Despite the early embrace of the premise of the “completion agenda,” much of the rest of the letter reflects compromises among the often divergent priorities of community colleges, private nonprofit colleges and public universities. In the report, and in a call with reporters Wednesday afternoon, the college leaders cautioned frequently against “one-size-fits-all” solutions. And they stop short of embracing some of the more controversial changes that other proponents of the “completion agenda,” such as the Gates and Lumina foundations, often suggest.

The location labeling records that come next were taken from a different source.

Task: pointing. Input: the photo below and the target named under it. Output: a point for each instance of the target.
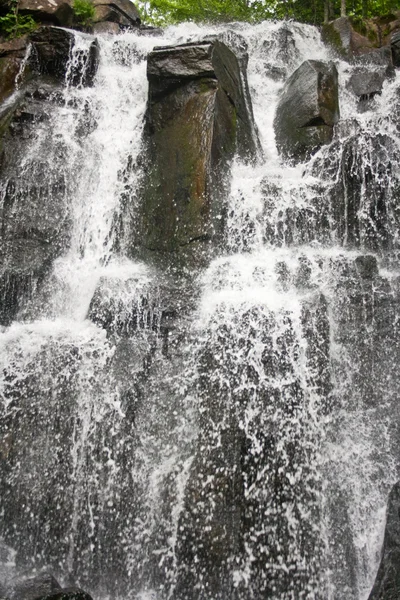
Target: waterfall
(234, 435)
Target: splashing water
(246, 450)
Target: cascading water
(246, 450)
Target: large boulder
(12, 54)
(370, 73)
(52, 48)
(32, 588)
(122, 12)
(199, 116)
(387, 582)
(57, 12)
(34, 216)
(395, 46)
(343, 39)
(308, 109)
(67, 594)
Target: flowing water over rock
(226, 432)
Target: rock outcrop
(199, 117)
(371, 72)
(395, 47)
(32, 588)
(341, 36)
(34, 218)
(308, 110)
(56, 12)
(12, 54)
(387, 583)
(52, 46)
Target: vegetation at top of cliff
(166, 12)
(83, 11)
(13, 24)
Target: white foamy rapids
(273, 321)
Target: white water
(118, 467)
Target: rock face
(387, 583)
(53, 47)
(12, 54)
(34, 218)
(34, 587)
(199, 116)
(308, 110)
(57, 12)
(372, 70)
(395, 46)
(342, 38)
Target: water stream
(247, 450)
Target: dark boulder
(123, 306)
(387, 582)
(343, 39)
(106, 27)
(57, 12)
(371, 72)
(308, 109)
(34, 215)
(122, 12)
(395, 46)
(199, 116)
(32, 588)
(66, 594)
(52, 49)
(12, 54)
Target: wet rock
(123, 306)
(34, 215)
(199, 116)
(387, 582)
(12, 54)
(374, 68)
(58, 12)
(67, 594)
(52, 48)
(32, 588)
(395, 47)
(122, 12)
(367, 266)
(342, 38)
(363, 199)
(106, 27)
(308, 109)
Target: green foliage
(14, 25)
(83, 11)
(167, 12)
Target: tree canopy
(163, 12)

While the report says that colleges should consider using prior learning assessment, or tests of students’ knowledge and skills, to award credit, it immediately goes on to emphasize that “the authority and responsibility for making academic credit decisions is clearly in the hands of institutions.” The leaders argued strongly that transferring credit could be more straightforward, then added: “We do not mean to imply that any and every credit should be eligible for transfer. This must remain the decision of individual institutions.”
The report also calls for data that can better track how many students are actually completing college. College leaders, researchers and others often complain about the federal system for tracking graduation rates, which counts only first-time, full-time students, meaning that transfers or students who drop out and later return don’t count. The report calls for “an alternative methodology for calculating a more complete measure of academic progress,” but doesn’t call for a unit record system, which would track students throughout their educational careers and into the work force. Federal law prohibits the creation of such a system on the national level, and private colleges, Congressional Republicans and others strongly opposed a unit record system the last time it was proposed.
In a statement Wednesday night, Complete College America praised the presidents’ report, calling it a “clear and unequivocal call for action.”
“The combined impact of these powerful and respected voices should settle any remaining debate: The question is no longer whether higher education must change to meet the needs of today’s students, but how quickly our colleges and universities will implement these vital reforms,” wrote Stan Jones, the group’s president.
Other recommendations from the report:
- Colleges should make class schedules more flexible for nontraditional students, including online options as well as classes offered at night and other unusual hours.
- Choices of courses should be narrowed for students in order to prioritize completion.
- Colleges should work to improve retention, including programs modeled on an initiative in Washington State that team-teaches basic skills along with technical training.
- Each institution should have an official who oversees completion efforts.